Propozycje zmieniające życie

Joanna M. Kociszewska

publikacja 29.12.2014 11:00

Warto je zauważyć. Są proste, a przecież dotykają bardzo poważnych problemów – tych osobistych, rodzinnych, społecznych i światowych.

Propozycje zmieniające życie

Dziś w Pradze rozpoczyna się Europejskie Spotkanie Młodych. Wczoraj wspólnota Taize opublikowała cztery propozycje na nadchodzący rok. Warto je zauważyć. Są proste, a przecież dotykają bardzo poważnych problemów – tych osobistych, rodzinnych, społecznych i światowych.

Propozycja pierwsza. Sprawić, by w naszym otoczeniu życie miało smak. By było piękne. Nie da się za kogoś przeżyć jego życia. Nie da się za kogoś podjąć decyzji. Ale nie o to chodzi. Nie trzeba wiele. Wielokrotnie wystarczy pokazać, że życie może być piękne i że ma sens.

Tak niewiele. Tak wiele.

Propozycja druga. Zrobić wszystko dla pojednania. Każdy z nas chce dążyć do tego, byśmy żyli razem jak jedna ludzka rodzina, ale to nie przychodzi samo z siebie ani w rodzinie, ani między przyjaciółmi, ani w naszych miastach i wioskach, ani między narodami – uzupełniają w komentarzu.
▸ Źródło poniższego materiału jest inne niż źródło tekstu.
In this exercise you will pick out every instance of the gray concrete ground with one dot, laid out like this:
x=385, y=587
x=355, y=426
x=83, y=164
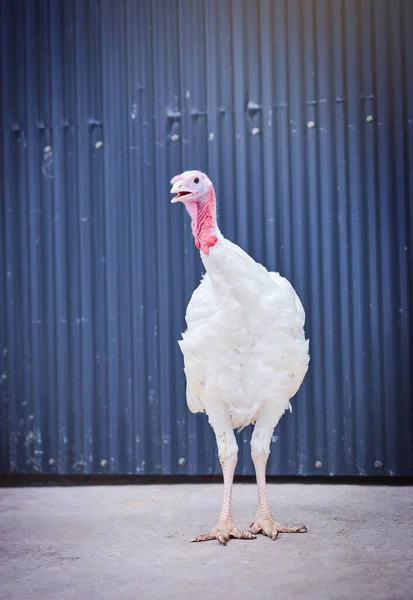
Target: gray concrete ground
x=132, y=543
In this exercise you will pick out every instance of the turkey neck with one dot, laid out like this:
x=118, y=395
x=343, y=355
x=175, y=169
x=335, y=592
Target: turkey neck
x=204, y=221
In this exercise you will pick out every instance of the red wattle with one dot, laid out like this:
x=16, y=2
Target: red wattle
x=203, y=215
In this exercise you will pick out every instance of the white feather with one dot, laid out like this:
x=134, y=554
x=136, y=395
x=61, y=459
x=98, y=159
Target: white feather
x=244, y=342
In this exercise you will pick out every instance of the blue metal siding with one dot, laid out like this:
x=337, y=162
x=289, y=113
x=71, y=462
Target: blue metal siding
x=301, y=111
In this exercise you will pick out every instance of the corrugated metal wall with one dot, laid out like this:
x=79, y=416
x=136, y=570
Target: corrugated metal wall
x=302, y=113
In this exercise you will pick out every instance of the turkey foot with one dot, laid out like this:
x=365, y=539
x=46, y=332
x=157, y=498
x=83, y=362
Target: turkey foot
x=222, y=531
x=269, y=527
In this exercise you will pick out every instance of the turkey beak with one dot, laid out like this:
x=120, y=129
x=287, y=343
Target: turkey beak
x=180, y=193
x=175, y=190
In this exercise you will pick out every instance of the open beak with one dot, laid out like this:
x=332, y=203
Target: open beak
x=180, y=192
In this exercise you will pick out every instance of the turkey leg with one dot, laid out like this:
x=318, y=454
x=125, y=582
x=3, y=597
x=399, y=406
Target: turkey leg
x=264, y=522
x=226, y=528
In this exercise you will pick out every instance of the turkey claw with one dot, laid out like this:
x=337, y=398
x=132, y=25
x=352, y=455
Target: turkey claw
x=222, y=532
x=271, y=528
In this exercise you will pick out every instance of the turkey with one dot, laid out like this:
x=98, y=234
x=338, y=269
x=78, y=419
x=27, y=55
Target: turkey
x=245, y=352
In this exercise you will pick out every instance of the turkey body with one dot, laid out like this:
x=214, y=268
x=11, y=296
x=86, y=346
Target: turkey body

Pozornie oczywiste: chcesz pojednania, to go buduj. Samo się nie zrobi. Ktoś musi zacząć. Prosić o przebaczenie. Przebaczać. Przekraczać uprzedzenia i stereotypy. Wyciągać rękę.
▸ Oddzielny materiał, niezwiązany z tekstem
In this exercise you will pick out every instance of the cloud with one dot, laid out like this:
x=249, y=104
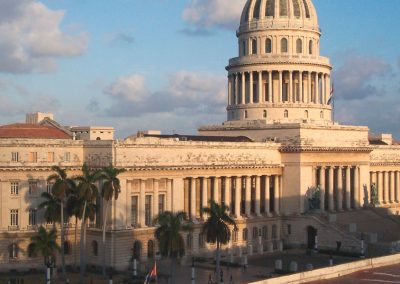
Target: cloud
x=187, y=93
x=120, y=39
x=213, y=13
x=31, y=38
x=355, y=78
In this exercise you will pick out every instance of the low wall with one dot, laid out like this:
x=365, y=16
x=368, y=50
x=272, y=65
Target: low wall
x=334, y=271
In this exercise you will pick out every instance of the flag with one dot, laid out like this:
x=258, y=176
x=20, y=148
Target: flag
x=331, y=96
x=151, y=275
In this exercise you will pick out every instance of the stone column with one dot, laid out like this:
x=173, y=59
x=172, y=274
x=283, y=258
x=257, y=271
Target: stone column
x=216, y=190
x=258, y=195
x=271, y=97
x=193, y=199
x=243, y=88
x=331, y=189
x=261, y=97
x=142, y=201
x=169, y=195
x=237, y=88
x=316, y=99
x=204, y=197
x=357, y=201
x=237, y=197
x=379, y=177
x=348, y=190
x=229, y=90
x=322, y=185
x=392, y=199
x=385, y=187
x=267, y=195
x=155, y=199
x=228, y=192
x=248, y=197
x=290, y=91
x=309, y=95
x=301, y=98
x=277, y=194
x=251, y=98
x=339, y=189
x=280, y=99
Nie czekaj, aż kto inny zrobi pierwszy krok. On zapewne czeka na Twój ruch. Możecie tak czekać na siebie do skończenia świata. Warto?

I jeszcze jedna, bardzo ważna wskazówka. Ewangelia wzywa, byśmy nie przekazywali ani w swoim otoczeniu, ani kolejnym pokoleniom urazów odziedziczonych z przeszłości. Być może Twoje życie składało się głównie z ran. Pokonanie tych obciążeń to potężne wyzwanie. Niełatwo zmierzyć się z bólem. Ale robisz to nie tylko dla siebie. Także po to, by nie oddać swojej krzywdy innym. Przede wszystkim swoim dzieciom i swojej rodzinie.

Jeśli Ty tego nie zatrzymasz, jeśli nie podejmiesz walki, możesz zrujnować ich życie na podobieństwo swojego. Przecież nie chcesz, by cierpiały tak jak ty…

Są jeszcze dwie kolejne: wprowadzać pokój i troszczyć się o ziemię. Uwzględniające wymiar społeczny. To nie jest tak, że niczego nie możemy. To tylko wygodna wymówka, by nie podejmować wysiłku. Być może nie możemy wszystkiego. Ale nie naszą sprawą jest zaczynać od „wszystkiego”. Wystarczy, że zrobimy to, co jest w naszej mocy. A jest więcej, niż możemy sobie wyobrazić.

Propozycje wspólnoty Taize warto podjąć. Mogą zmienić nasze życie.